Release of C-C Chemokines From Platelets in Platelet-Rich Plasma
Preparation and stimulation of platelet-rich plasma (PRP) was performed as previously described.13 Briefly, a volume of 475 μL PRP containing <0.02×109/L leukocytes for all patients and control subjects was incubated by gentle tilting for 30 minutes at room temperature after addition of 25 μL of the thrombin receptor agonist peptide SFLLRN (stimulated sample) or tris-buffered saline (TS) only (unstimulated sample). The final concentration of SFLLRN was 100 μmol/L. At baseline and after 30 minutes, equal volumes of PRP were centrifuged at 11 000g and 4°C for 10 minutes, and platelet-free supernatants were stored at −80°C until analysis. The increase in C-C chemokine levels (ng per 108 platelets) in supernatants from unstimulated and stimulated platelets is expressed as concentration in supernatant at the end of the experiment minus concentration in supernatant at baseline.
Levels of MCP-1, MIP-1α, and RANTES in plasma, serum (RANTES), and cell culture supernatants were measured by enzyme immunoassays (R&D Systems) according to the manufacturers′ descriptions. At our laboratory, the intra-assay and interassay coefficients of variation were <9% for all assays, the recovery of exogenously added recombinant RANTES from serum was 90%, and the recovery of exogenously added MCP-1 and MIP-1α from EDTA plasma was 96% and 92%, respectively. The detection limit was 8, 10, and 30 pg/mL for MCP-1, MIP-1α, and RANTES, respectively.
Measurement of Neopterin Levels
Plasma levels of neopterin were determined by radioimmunoassay (IMMUtest Neopterin, Henning Berlin GMBH), following the manufacturer’s recommendations.
For comparison of two groups of individuals, the Mann-Whitney U test (two-tailed) was used. When more than two groups were compared, the Kruskal-Wallis test was used. If a significant difference was found, Fisher′s least significant difference was computed on the ranks to determine the differences between each pair of groups. Coefficients of correlation (r) were calculated by the Spearman rank test. Data are given as medians and 25th to 75th percentiles if not otherwise stated. Probability values are two-sided and considered significant when <.05.
Circulating Levels of C-C Chemokines in Patients With CHF
Patients with CHF had significantly elevated levels of all three C-C chemokines compared with healthy control subjects [MCP-1: 202.1 (159.3 to 231.8) pg/mL versus 120.5 (78.6 to 134.0) pg/mL, P<.001; MIP-1α: 24.3 (20.2 to 29.0) pg/mL versus 17.8 (15.8 to 19.7) pg/mL, P<.001; RANTES: 22.2 (13.8 to 41.5) ng/mL versus 11.2 (10.2 to 13.3) ng/mL, P<.001; CHF patients and control subjects, respectively]. The highest levels were found in NYHA class IV for all three C-C chemokines (Fig 1⇓). However, although there was a gradual increase in plasma levels of MIP-1α and in particular MCP-1 along with increasing NYHA class, serum levels of RANTES were significantly elevated only in NYHA class IV (Fig 1⇓).

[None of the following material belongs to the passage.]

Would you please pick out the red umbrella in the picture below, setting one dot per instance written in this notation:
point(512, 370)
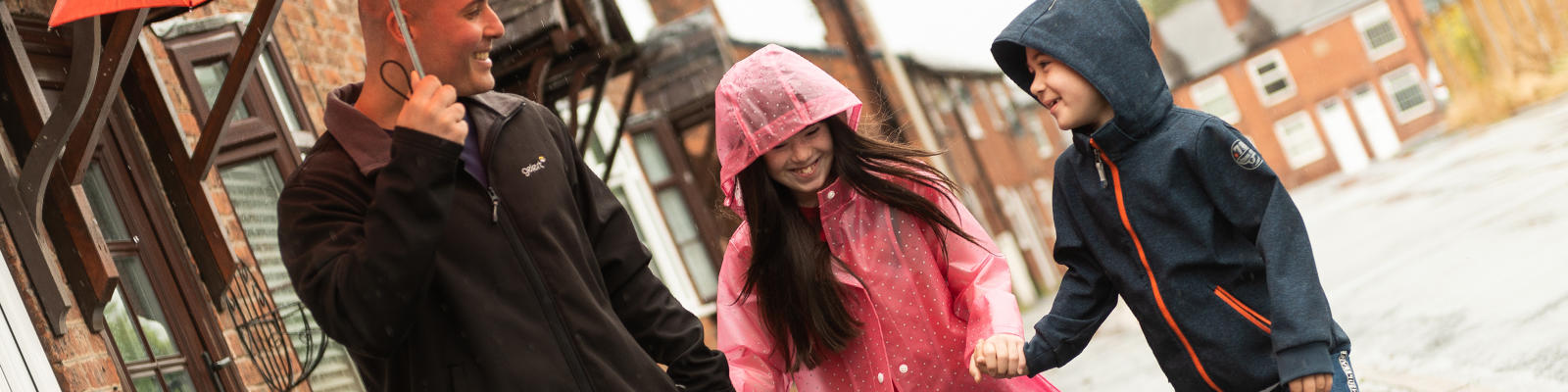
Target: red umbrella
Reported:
point(68, 12)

To further examine the relation between the degree of heart failure and circulating levels of C-C chemokines, levels of MCP-1, MIP-1α, and RANTES were correlated with hemodynamic parameters in the patient group. As can be seen in Fig 2⇓, we found a significantly inverse correlation between both MCP-1 and MIP-1α levels, but not RANTES levels and left ventricular ejection fraction. No significant correlations were found between circulating levels of these three C-C chemokines and either pulmonary capillary wedge pressure or cardiac index (data not shown).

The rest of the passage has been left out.